November 11, 2015
The Unrepresented Nations and Peoples Organization (UNPO), in collaboration with Kontseilua, the Council of Basque Language Entities, and the Donostia/San Sebastian 2016 Capital of Culture Foundation, convened on Tuesday 10 November 2015 a high-level conference, hosted by Jordi Sebastiá MEP (EFA/Greens), Co-Chairman of the Intergroup for Traditional Minorities and National Communities and Languages. The presentation shed light on the structure and objectives of the Summit and Protocol on Language Diversity and discussed the role that States, international and transnational organizations, including the European Union, could play to support language equality and diversity. The project is part of the 2016 Donostia/San Sebastian European Capital of Culture programme.
The conference held at the European Parliament on Tuesday [10 November 2015] started with inspirational opening remarks from Mr Jordi Sebastiá on the lack of protection of the regional and minoritised languages in Europe and the necessity to recognize regional languages as an absolute fundamental right. To illustrate his argument, Mr Sebastiá compared the difficulties faced by Swedish youth in Finland to the case of Catalonia; young Catalans from Valencia do not have access to Catalan TV stations and are unable to follow their favorite football teams in their own language. As pointed out by Mr Sebastiá, even though children can study in their native language, they are unable to watch movies in their language in local cinemas, and hence, their language of reference – the language of play and games – inexorably changes. He concluded by reminding the audience that language is an essential cultural asset and a fundamental legacy of successive generations that should be better protected by the EU.
The General Secretary of Kontseilua, Mr Paul Bilbao, presented his organization, an umbrella for pro-Basque language rights, before introducing the project of developing a Protocol on Language Diversity and explaining the objective behind such an instrument at the European level. He explained that the project, whose aim is to empower agents of social change to achieve an agreement on a far-reaching social contract, which can be adopted by a variety of different bodies as a tool for language protection. He further added that the project has been conceived, not only to guarantee the language rights of all nations in Europe, but also to preserve long-term peaceful coexistence between European peoples “united in diversity”.

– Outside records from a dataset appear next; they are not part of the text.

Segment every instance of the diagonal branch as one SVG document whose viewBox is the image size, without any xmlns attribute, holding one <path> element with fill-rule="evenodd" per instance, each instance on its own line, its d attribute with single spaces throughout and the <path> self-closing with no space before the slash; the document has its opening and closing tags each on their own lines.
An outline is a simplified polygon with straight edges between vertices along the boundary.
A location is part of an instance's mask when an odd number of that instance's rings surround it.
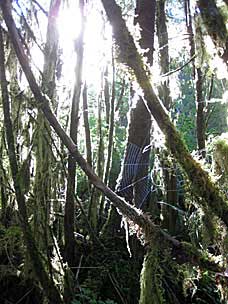
<svg viewBox="0 0 228 304">
<path fill-rule="evenodd" d="M 168 112 L 156 96 L 142 57 L 139 55 L 134 40 L 122 18 L 120 7 L 114 0 L 102 0 L 102 3 L 112 24 L 120 58 L 123 63 L 133 70 L 143 91 L 144 102 L 165 135 L 167 148 L 187 173 L 193 192 L 202 198 L 201 207 L 205 212 L 207 212 L 206 210 L 209 207 L 228 227 L 228 202 L 223 193 L 211 181 L 208 173 L 193 159 L 179 132 L 171 122 Z"/>
</svg>

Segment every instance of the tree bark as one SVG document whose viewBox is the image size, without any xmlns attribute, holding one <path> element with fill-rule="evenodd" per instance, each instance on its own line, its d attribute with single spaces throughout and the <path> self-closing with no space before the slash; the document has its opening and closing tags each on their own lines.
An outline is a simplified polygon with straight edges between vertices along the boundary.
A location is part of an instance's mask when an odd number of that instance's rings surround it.
<svg viewBox="0 0 228 304">
<path fill-rule="evenodd" d="M 165 75 L 169 72 L 169 39 L 166 25 L 165 3 L 166 0 L 158 0 L 156 8 L 156 25 L 159 45 L 159 66 L 162 75 Z M 159 86 L 159 96 L 162 99 L 164 106 L 169 111 L 172 99 L 170 96 L 168 77 L 165 78 L 165 80 Z"/>
<path fill-rule="evenodd" d="M 187 32 L 188 32 L 188 39 L 189 39 L 189 44 L 190 44 L 190 57 L 192 59 L 192 76 L 193 79 L 195 79 L 195 41 L 194 41 L 194 33 L 193 33 L 193 26 L 192 26 L 192 15 L 191 15 L 191 8 L 190 8 L 190 0 L 185 0 L 184 1 L 184 10 L 185 10 L 185 22 L 186 22 L 186 27 L 187 27 Z"/>
<path fill-rule="evenodd" d="M 138 23 L 141 28 L 139 45 L 143 50 L 146 50 L 145 57 L 151 66 L 154 55 L 155 10 L 156 1 L 154 0 L 136 1 L 134 24 Z"/>
</svg>

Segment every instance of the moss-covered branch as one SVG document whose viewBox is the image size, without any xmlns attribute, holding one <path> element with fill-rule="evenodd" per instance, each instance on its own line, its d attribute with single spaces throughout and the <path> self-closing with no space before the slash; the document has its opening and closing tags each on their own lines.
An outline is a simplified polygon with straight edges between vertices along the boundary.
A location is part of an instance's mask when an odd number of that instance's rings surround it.
<svg viewBox="0 0 228 304">
<path fill-rule="evenodd" d="M 114 0 L 102 0 L 102 3 L 113 26 L 113 34 L 119 46 L 120 57 L 123 63 L 133 70 L 142 88 L 146 106 L 165 135 L 168 149 L 187 173 L 193 192 L 202 198 L 201 207 L 206 209 L 209 206 L 214 214 L 221 218 L 228 227 L 228 202 L 211 181 L 207 172 L 193 159 L 179 132 L 171 122 L 166 109 L 156 96 L 142 57 L 139 55 L 134 40 L 122 18 L 120 7 Z"/>
</svg>

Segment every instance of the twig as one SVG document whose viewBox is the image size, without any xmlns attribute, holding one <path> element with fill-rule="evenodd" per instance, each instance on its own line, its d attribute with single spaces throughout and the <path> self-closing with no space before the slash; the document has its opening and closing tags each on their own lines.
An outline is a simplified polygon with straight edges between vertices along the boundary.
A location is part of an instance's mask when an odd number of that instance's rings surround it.
<svg viewBox="0 0 228 304">
<path fill-rule="evenodd" d="M 81 212 L 82 212 L 82 215 L 83 215 L 84 218 L 85 218 L 86 224 L 87 224 L 87 226 L 88 226 L 88 232 L 89 232 L 90 236 L 96 241 L 97 244 L 99 244 L 103 249 L 105 249 L 104 244 L 103 244 L 103 243 L 100 241 L 100 239 L 96 236 L 96 233 L 95 233 L 94 229 L 93 229 L 92 226 L 90 225 L 90 222 L 89 222 L 89 220 L 88 220 L 88 218 L 87 218 L 87 215 L 86 215 L 86 213 L 85 213 L 85 210 L 84 210 L 84 208 L 83 208 L 83 206 L 82 206 L 82 204 L 81 204 L 81 202 L 80 202 L 80 199 L 76 196 L 75 193 L 74 193 L 74 198 L 75 198 L 75 200 L 76 200 L 76 202 L 77 202 L 77 204 L 78 204 L 78 206 L 79 206 L 79 208 L 80 208 L 80 210 L 81 210 Z"/>
<path fill-rule="evenodd" d="M 34 287 L 32 287 L 29 291 L 27 291 L 15 304 L 21 303 L 21 301 L 24 300 L 24 298 L 26 298 L 27 295 L 29 295 L 33 291 L 33 289 Z"/>
<path fill-rule="evenodd" d="M 111 275 L 111 273 L 110 273 L 110 272 L 108 272 L 108 276 L 109 276 L 109 279 L 110 279 L 110 281 L 111 281 L 111 283 L 112 283 L 113 287 L 115 288 L 115 290 L 116 290 L 116 292 L 117 292 L 118 296 L 120 297 L 120 299 L 121 299 L 122 303 L 123 303 L 123 304 L 126 304 L 126 302 L 125 302 L 125 300 L 124 300 L 123 296 L 121 295 L 121 292 L 120 292 L 120 290 L 119 290 L 119 286 L 118 286 L 118 284 L 117 284 L 117 282 L 116 282 L 115 278 L 114 278 L 114 277 L 112 277 L 112 275 Z"/>
<path fill-rule="evenodd" d="M 165 73 L 163 75 L 161 75 L 161 77 L 167 77 L 167 76 L 170 76 L 178 71 L 181 71 L 186 65 L 188 65 L 192 60 L 194 60 L 196 58 L 196 54 L 193 55 L 187 62 L 185 62 L 182 66 L 180 66 L 179 68 L 175 69 L 175 70 L 172 70 L 172 71 L 169 71 L 168 73 Z"/>
<path fill-rule="evenodd" d="M 48 17 L 48 12 L 39 4 L 39 2 L 36 0 L 32 0 L 32 2 L 34 2 L 39 7 L 39 9 L 44 13 L 46 17 Z"/>
</svg>

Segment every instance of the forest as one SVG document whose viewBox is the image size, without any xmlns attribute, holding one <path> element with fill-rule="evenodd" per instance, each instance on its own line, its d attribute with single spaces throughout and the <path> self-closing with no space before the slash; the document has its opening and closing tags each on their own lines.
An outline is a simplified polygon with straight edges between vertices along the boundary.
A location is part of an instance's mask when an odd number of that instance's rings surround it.
<svg viewBox="0 0 228 304">
<path fill-rule="evenodd" d="M 228 1 L 0 0 L 0 303 L 228 303 Z"/>
</svg>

Mr Tommaso Nodari, speaking on behalf of UNPO, then presented the reasons why the organization has joined the initiative. “By joining the Organization Committee, UNPO tries to share the lessons it has learned in almost 25 years of activities, representing unrepresented nations and peoples, and defending, among others, their language rights”.
Mr Nodari further added that “UNPO strongly believes that language diversity enriches not only minority communities, but the population of a country as a whole. Consequently, joining this initiative is a way for UNPO to contribute to the protection of cultural and language heritage for all, even generations to come, and starting from Europe, but hopefully also outside of its borders, where many UNPO Members reside”.
In his closing remarks, Mr. Bilbao summarized the discussions with a determined and hopeful attitude. UNPO reaffirms its strong commitment to raise awareness not only about peoples’ linguistic rights in Europe, but all around the world. In December 2015, a Scientific Committee, composed of 15 to 16 linguistic and legal experts, will be invited to develop a draft of the Protocol on Language Diversity that will be approved in 2016 by the Organising Committee and presented to the public at Donostia’s European Language Diversity Summit in December 2016.